パエリアは、ふふ、と笑ってマントを受け取った。
「風邪でも引かれては困るからな」
「まさかずっと待ってたのか…?」
ライスが言うと、
「よく寝ていたな」
パエリアは満足げににこりと笑った。そんな表情は珍しい。ライスは一瞬見とれた。

「……悪かったな、どれくらい経ったんだ?」
「…さあな。……そろそろ戻らなければ。カシスは心配しているだろう」
パエリアの言葉にライスはハッとした。
「まずい。そういや、カシスの奴が騒ぐから、パエリアを探しに来たんだった。」
「………それはまずいな…」
もう随分な時間が経過したはずだ。

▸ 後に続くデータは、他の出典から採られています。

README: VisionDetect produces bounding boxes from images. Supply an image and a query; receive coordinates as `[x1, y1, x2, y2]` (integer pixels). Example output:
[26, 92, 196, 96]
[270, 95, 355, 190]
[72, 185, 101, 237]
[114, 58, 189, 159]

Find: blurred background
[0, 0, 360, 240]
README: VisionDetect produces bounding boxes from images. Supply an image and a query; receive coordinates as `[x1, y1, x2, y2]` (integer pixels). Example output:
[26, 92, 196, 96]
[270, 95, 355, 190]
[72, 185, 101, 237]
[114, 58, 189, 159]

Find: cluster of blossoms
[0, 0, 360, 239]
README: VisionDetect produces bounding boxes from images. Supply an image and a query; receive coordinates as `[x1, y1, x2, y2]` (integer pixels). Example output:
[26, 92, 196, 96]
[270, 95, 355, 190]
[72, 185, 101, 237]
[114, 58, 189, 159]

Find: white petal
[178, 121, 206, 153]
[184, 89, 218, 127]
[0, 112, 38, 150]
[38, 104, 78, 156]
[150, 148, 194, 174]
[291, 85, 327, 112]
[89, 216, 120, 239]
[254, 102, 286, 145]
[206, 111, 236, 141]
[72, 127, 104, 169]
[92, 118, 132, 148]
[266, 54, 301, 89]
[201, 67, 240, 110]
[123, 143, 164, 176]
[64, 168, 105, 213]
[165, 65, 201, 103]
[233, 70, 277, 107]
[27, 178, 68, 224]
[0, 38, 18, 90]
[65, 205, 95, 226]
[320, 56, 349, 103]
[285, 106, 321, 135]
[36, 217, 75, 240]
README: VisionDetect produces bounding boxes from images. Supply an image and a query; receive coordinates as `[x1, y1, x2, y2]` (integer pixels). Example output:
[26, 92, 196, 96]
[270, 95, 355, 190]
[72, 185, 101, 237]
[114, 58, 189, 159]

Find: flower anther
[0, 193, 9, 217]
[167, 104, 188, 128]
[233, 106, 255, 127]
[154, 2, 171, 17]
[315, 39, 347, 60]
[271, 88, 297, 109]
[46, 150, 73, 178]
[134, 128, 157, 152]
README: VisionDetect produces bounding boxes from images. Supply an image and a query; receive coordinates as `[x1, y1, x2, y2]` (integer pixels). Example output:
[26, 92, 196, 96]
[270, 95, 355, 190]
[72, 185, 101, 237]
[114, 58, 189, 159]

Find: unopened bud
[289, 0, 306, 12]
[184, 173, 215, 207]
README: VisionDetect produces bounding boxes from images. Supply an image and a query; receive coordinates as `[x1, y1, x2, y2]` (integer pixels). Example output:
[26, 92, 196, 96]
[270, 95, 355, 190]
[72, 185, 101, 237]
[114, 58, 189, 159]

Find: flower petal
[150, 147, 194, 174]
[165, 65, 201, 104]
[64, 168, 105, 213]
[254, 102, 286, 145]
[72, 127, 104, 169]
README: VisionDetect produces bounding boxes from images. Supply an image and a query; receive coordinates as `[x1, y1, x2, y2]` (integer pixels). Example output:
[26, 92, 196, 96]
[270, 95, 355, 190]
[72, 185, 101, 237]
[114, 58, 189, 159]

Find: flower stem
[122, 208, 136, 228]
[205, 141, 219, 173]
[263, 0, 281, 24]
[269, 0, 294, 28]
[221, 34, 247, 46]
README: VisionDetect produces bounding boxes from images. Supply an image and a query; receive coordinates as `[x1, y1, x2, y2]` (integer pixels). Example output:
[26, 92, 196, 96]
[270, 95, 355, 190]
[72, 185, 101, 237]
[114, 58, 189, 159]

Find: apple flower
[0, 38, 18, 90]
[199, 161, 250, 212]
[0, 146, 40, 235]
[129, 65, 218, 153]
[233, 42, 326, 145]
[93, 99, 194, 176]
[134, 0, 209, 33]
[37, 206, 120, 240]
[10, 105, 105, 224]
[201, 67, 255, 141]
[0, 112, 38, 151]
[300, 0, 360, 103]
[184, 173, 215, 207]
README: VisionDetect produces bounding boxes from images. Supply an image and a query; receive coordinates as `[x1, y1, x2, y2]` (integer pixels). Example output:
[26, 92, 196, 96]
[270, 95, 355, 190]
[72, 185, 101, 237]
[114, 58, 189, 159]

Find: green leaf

カシスの過保護を思いやり、パエリアは苦々しげにつぶやいた。
ライスは本気で青ざめている。
「…俺、殺されるかも…」

「…ふっ」
パエリアは思わず吹き出した。
「ははっ、そうだな、あいつは全部お前のせいにするかもしれない」
可笑しそうに笑っている。

ライスはまじまじとパエリアを見つめた。
「?……どうした?」
視線に気付いたパエリアがいぶかしげに眉をしかめる。
「やぁ、いいもん見たな、と思ってな」
「?」
ライスはニヤッと笑って身を乗り出し、パエリアの顔を指差した。
「笑った顔」
とたんにパエリアはカァッと頬を染め身を引く。
「な、なにを…!」
「もったいねぇな、いっつも笑ってりゃいいのに。…ま、希少価値ってのもあるか。はは、得したな」

「……!!お前は…!」
さっと表情を険しくして、パエリアはライスを睨みつけた。
ライスは、いくら言っても(殴っても)ちっとも懲りていないのだ。
「しょうがねぇだろ、俺は正直なんだ」
ケロリとしてライスは言った。
「…っ、ふ、ふざけるな!!」

パエリアはスッと立ち上がって踵を返した。
そのまま無言でスタスタと歩き出す。
「あ、おい待てよっ」
ライスも慌てて後を追った。

◆◇◆◇◆

「パエリアさんっ!!何処へ行っていたんですか!」

宿へ帰ると入り口の前でカシスが待ち構えていた。
セロリもぐったりした様子で隣りに座り込んでいる。
「すまない」
パエリアは少々うんざりしながら短く謝った。
「随分探したんですよっ!!!」

「やぁ、街外れのちょっと入り組んだトコにいたんだよ」
パエリアを追いかけるようにして現れたライスが答えた。

パエリアはまだ腹を立てていた。
先程のライスの言動に。
それはほんのちょっとした、パエリアのいたずら心だった。
「…こいつに連れ回されていたんだ…」

ぎょっとして青ざめるライス。
へばって座り込んでいたセロリも驚いて顔をあげる。

一瞬後。
カシスは、ふふ、と薄い笑みを浮かべた。
「……そうですか…」

空気が凍りついた……。


その夜。
原因不明のライスの絶叫がバハラタの街に響き渡ったとか渡らないとか…。